Today at Booth’s PhD math camp, we revisited some foundational concepts in probability theory. Two key topics stood out to me:
Frequentist vs. Bayesian Perspectives
A crucial distinction lies in what we treat as random:
Frequentist: Parameters (e.g., population mean $\mu$) are fixed, and randomness comes from the data.
Example: $$ P(X \mid \mu) $$ We ask: Given a true mean $\mu$, how likely is it to observe sample mean $X$?
Bayesian: Parameters are treated as random variables, and data informs beliefs.
Example: $$ P(\mu \mid X) $$ We ask: Given observed data $X$, what is the probability distribution of $\mu$?

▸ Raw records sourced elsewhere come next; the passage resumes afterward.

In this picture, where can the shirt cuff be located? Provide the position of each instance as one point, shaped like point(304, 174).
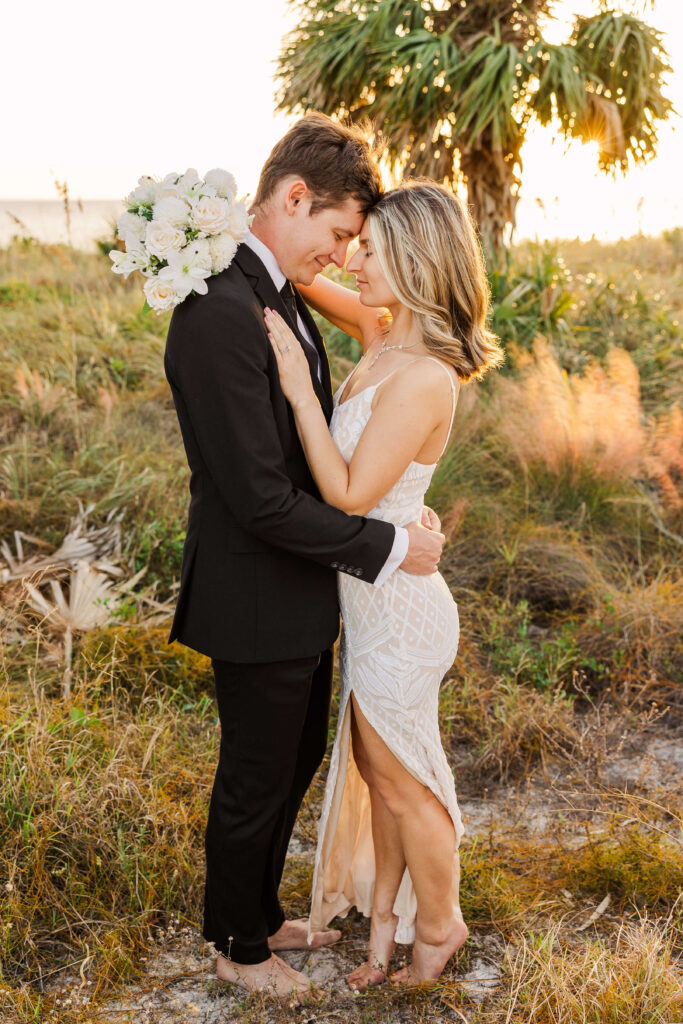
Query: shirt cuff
point(396, 555)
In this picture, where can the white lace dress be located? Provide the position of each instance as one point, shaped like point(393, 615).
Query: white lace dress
point(398, 640)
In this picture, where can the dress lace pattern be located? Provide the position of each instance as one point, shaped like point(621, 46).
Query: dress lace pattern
point(398, 640)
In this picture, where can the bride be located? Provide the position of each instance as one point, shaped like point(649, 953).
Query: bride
point(390, 825)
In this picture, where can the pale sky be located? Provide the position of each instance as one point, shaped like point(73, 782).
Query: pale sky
point(103, 93)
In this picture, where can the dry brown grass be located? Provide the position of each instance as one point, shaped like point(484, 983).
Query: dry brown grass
point(634, 982)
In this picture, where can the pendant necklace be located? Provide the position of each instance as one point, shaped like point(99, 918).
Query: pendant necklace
point(387, 348)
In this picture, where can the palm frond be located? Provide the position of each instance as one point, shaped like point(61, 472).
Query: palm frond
point(628, 59)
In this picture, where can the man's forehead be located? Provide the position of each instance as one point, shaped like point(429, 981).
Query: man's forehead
point(347, 217)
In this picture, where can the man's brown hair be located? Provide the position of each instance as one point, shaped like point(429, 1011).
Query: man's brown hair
point(334, 160)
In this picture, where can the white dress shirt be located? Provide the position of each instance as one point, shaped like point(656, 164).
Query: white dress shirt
point(400, 543)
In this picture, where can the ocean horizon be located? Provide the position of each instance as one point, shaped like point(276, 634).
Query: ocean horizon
point(90, 219)
point(45, 219)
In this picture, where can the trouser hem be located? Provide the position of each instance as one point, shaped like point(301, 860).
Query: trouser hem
point(240, 952)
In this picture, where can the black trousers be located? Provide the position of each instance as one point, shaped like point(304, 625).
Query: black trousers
point(273, 720)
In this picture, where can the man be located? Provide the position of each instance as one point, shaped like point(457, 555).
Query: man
point(258, 590)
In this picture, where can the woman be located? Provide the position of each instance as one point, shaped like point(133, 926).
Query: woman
point(390, 826)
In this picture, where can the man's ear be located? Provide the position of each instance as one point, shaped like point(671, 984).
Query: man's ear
point(295, 195)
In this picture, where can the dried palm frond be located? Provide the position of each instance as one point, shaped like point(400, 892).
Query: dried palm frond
point(92, 600)
point(98, 545)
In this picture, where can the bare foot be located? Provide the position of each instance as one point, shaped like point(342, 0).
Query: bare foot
point(272, 977)
point(294, 935)
point(429, 958)
point(381, 946)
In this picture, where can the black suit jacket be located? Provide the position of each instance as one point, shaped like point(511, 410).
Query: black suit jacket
point(258, 580)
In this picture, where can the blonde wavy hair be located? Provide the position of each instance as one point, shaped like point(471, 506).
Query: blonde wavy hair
point(429, 253)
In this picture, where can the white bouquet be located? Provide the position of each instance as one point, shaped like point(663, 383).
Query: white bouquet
point(179, 230)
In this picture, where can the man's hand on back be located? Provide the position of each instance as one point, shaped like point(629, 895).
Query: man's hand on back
point(424, 550)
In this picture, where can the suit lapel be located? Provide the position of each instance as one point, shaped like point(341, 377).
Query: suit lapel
point(268, 295)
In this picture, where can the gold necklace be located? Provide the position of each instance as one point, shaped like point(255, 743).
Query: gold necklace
point(387, 348)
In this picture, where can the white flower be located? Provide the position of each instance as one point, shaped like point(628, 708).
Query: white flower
point(168, 185)
point(239, 221)
point(187, 269)
point(131, 229)
point(222, 248)
point(211, 215)
point(162, 238)
point(188, 186)
point(203, 252)
point(125, 263)
point(161, 295)
point(148, 190)
point(223, 182)
point(172, 211)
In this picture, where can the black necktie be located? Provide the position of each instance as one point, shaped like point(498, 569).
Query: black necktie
point(288, 296)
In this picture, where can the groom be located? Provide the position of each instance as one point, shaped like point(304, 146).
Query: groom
point(258, 589)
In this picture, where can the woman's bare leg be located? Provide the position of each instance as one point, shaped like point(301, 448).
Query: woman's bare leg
point(389, 867)
point(417, 814)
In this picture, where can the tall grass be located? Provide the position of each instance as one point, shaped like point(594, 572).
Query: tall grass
point(561, 495)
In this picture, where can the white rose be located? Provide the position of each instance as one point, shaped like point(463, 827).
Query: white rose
point(172, 210)
point(168, 185)
point(148, 190)
point(211, 215)
point(222, 248)
point(202, 250)
point(160, 294)
point(162, 238)
point(239, 221)
point(131, 229)
point(223, 182)
point(125, 263)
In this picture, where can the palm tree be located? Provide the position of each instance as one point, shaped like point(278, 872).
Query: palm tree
point(454, 85)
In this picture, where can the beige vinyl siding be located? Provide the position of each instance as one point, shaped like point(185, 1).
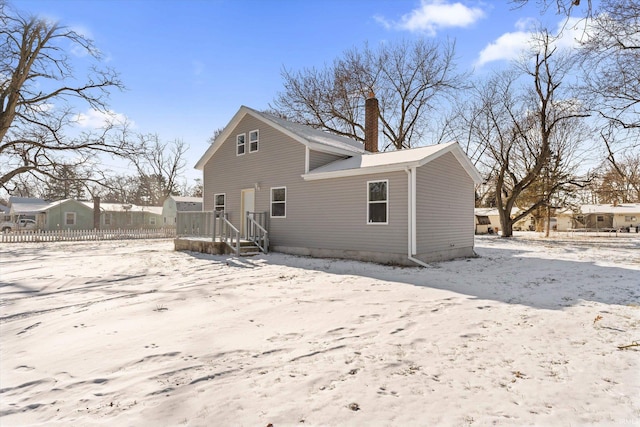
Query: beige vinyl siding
point(332, 214)
point(279, 162)
point(445, 207)
point(317, 159)
point(328, 214)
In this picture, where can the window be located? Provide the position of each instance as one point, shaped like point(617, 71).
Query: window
point(253, 141)
point(279, 202)
point(69, 218)
point(218, 202)
point(377, 202)
point(483, 220)
point(240, 139)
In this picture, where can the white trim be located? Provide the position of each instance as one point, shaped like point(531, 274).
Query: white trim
point(278, 201)
point(74, 218)
point(307, 159)
point(244, 144)
point(414, 210)
point(257, 141)
point(386, 181)
point(215, 196)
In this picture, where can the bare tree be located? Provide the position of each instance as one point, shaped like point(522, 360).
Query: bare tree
point(516, 115)
point(562, 7)
point(159, 168)
point(38, 96)
point(409, 79)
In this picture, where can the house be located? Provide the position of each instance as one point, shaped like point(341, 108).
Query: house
point(128, 216)
point(488, 221)
point(326, 196)
point(68, 214)
point(601, 217)
point(174, 204)
point(71, 214)
point(28, 208)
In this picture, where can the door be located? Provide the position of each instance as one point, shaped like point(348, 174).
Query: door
point(248, 198)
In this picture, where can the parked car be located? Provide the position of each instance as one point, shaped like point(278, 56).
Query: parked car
point(21, 224)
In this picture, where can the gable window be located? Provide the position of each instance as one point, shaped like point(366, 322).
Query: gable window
point(377, 202)
point(69, 218)
point(240, 143)
point(483, 220)
point(218, 202)
point(253, 141)
point(279, 202)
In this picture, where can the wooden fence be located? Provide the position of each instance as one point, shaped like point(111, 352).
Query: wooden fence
point(84, 235)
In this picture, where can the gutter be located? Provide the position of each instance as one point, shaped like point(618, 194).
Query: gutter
point(411, 217)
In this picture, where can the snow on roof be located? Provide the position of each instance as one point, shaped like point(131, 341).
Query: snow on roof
point(126, 207)
point(624, 208)
point(391, 160)
point(24, 205)
point(314, 135)
point(185, 199)
point(306, 135)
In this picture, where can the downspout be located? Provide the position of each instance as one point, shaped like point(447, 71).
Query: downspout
point(411, 216)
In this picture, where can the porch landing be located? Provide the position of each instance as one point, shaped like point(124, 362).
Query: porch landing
point(206, 245)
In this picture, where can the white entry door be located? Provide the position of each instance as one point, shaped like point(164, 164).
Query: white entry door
point(248, 205)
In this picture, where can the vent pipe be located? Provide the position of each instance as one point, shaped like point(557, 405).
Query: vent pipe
point(371, 112)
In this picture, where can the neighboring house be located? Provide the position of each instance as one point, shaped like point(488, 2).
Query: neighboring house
point(174, 204)
point(489, 218)
point(609, 216)
point(324, 195)
point(4, 213)
point(68, 214)
point(127, 215)
point(29, 208)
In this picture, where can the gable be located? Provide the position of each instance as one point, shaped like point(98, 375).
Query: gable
point(311, 138)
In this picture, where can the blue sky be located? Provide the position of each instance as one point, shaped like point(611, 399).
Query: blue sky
point(190, 64)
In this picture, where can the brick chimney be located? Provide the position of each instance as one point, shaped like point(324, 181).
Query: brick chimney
point(371, 123)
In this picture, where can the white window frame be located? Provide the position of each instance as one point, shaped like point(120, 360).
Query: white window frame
point(278, 201)
point(386, 202)
point(66, 223)
point(257, 140)
point(216, 205)
point(242, 144)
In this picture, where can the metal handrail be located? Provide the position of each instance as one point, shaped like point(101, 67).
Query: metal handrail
point(259, 238)
point(229, 234)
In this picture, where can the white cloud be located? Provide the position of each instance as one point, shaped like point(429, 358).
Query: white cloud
point(433, 15)
point(512, 45)
point(94, 119)
point(508, 46)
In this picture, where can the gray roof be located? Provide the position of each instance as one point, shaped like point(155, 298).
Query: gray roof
point(362, 164)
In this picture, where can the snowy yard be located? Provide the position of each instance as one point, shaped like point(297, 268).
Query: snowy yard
point(133, 333)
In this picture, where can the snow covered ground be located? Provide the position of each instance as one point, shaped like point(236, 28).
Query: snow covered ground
point(133, 333)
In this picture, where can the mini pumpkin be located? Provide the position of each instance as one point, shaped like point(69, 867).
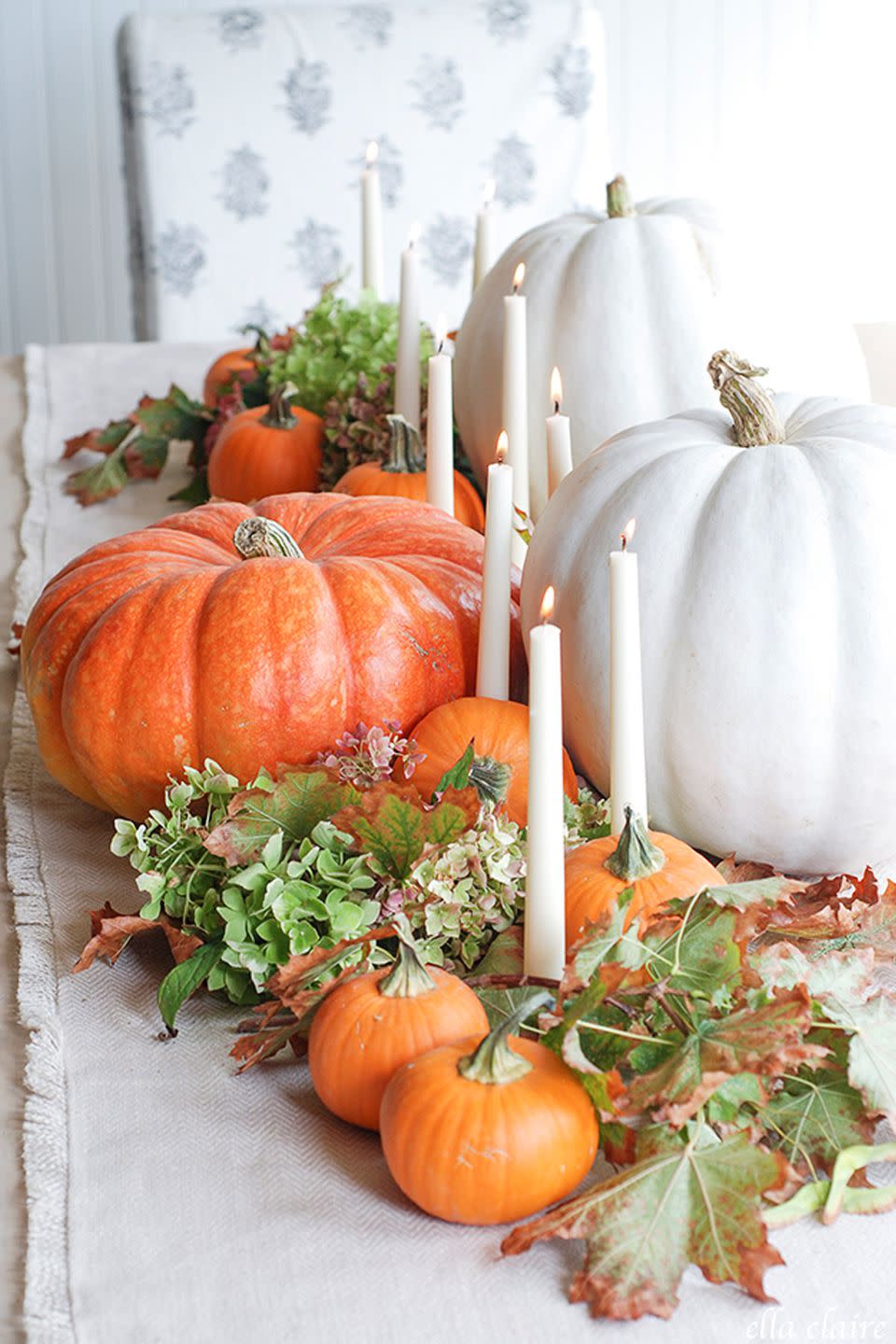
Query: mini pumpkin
point(657, 867)
point(488, 1130)
point(265, 451)
point(498, 732)
point(404, 475)
point(372, 1025)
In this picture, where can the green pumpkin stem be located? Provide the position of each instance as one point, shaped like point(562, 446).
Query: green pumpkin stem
point(493, 1060)
point(280, 413)
point(491, 778)
point(636, 855)
point(620, 204)
point(406, 448)
point(259, 537)
point(754, 413)
point(407, 977)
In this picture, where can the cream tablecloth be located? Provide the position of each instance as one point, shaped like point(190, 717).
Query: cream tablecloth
point(168, 1200)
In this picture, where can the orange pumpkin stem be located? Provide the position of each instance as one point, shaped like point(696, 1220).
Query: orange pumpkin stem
point(620, 199)
point(409, 977)
point(636, 855)
point(754, 413)
point(259, 537)
point(493, 1060)
point(406, 446)
point(280, 413)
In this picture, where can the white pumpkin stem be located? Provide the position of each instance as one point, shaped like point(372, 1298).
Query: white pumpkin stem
point(493, 1060)
point(406, 449)
point(620, 204)
point(636, 855)
point(754, 413)
point(259, 537)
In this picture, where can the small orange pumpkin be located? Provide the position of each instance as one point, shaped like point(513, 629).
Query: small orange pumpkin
point(656, 866)
point(500, 734)
point(265, 451)
point(223, 371)
point(404, 475)
point(488, 1130)
point(372, 1025)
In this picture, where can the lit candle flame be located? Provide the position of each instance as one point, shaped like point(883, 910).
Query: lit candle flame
point(556, 388)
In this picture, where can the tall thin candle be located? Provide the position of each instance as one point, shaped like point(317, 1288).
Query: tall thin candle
point(493, 662)
point(514, 400)
point(371, 223)
point(544, 929)
point(559, 437)
point(407, 359)
point(627, 769)
point(440, 427)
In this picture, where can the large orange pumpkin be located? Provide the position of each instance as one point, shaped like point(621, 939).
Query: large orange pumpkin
point(271, 449)
point(167, 645)
point(223, 371)
point(488, 1130)
point(372, 1025)
point(656, 866)
point(500, 734)
point(404, 475)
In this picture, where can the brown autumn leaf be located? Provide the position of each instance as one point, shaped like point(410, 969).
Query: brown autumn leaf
point(688, 1200)
point(110, 931)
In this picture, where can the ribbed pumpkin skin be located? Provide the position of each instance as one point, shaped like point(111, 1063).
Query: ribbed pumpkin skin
point(486, 1154)
point(370, 479)
point(162, 647)
point(590, 888)
point(220, 372)
point(498, 729)
point(251, 460)
point(359, 1038)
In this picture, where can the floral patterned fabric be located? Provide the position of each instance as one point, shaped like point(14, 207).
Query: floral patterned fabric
point(246, 132)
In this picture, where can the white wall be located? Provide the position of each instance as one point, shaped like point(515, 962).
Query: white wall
point(780, 110)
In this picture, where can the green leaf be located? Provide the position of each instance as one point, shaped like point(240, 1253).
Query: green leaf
point(688, 1200)
point(184, 979)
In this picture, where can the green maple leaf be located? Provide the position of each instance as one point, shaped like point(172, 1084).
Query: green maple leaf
point(762, 1041)
point(688, 1200)
point(293, 805)
point(814, 1117)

Both frameworks are reasonable, but realizing that these distinct pov exists help avoid confusion.
Modes of Convergence
Probability theory distinguishes several types of convergence for random variables ${X_n}$ to $X$:
Convergence in distribution: $$ X_n \xrightarrow{d} X \quad \iff \quad F_{X_n}(x) \to F_X(x) $$
The CDFs converge at continuity points of $F_X$.
Convergence in probability:
$$ X_n \xrightarrow{P} X \quad \iff \quad \forall \varepsilon > 0,\ P(|X_n - X| > \varepsilon) \to 0 $$
Intuitively, the probability of deviating from $X$ shrinks to zero.
Almost sure convergence: $$ X_n \xrightarrow{a.s.} X $$
$$ \Leftrightarrow $$
$$ \Pr[\lim_{n \to \infty} X_n = X] = 1 $$
Strongest form: for almost every outcome, the sequence eventually sticks to $X$.
Hierarchy:
$$ X_n \xrightarrow{a.s.} X \implies X_n \xrightarrow{P} X \implies X_n \xrightarrow{d} X $$
A math professor who specializes in probability and stochastics once told me that “All it takes to learn math well is decent intelligence and excellent memory”. Huh.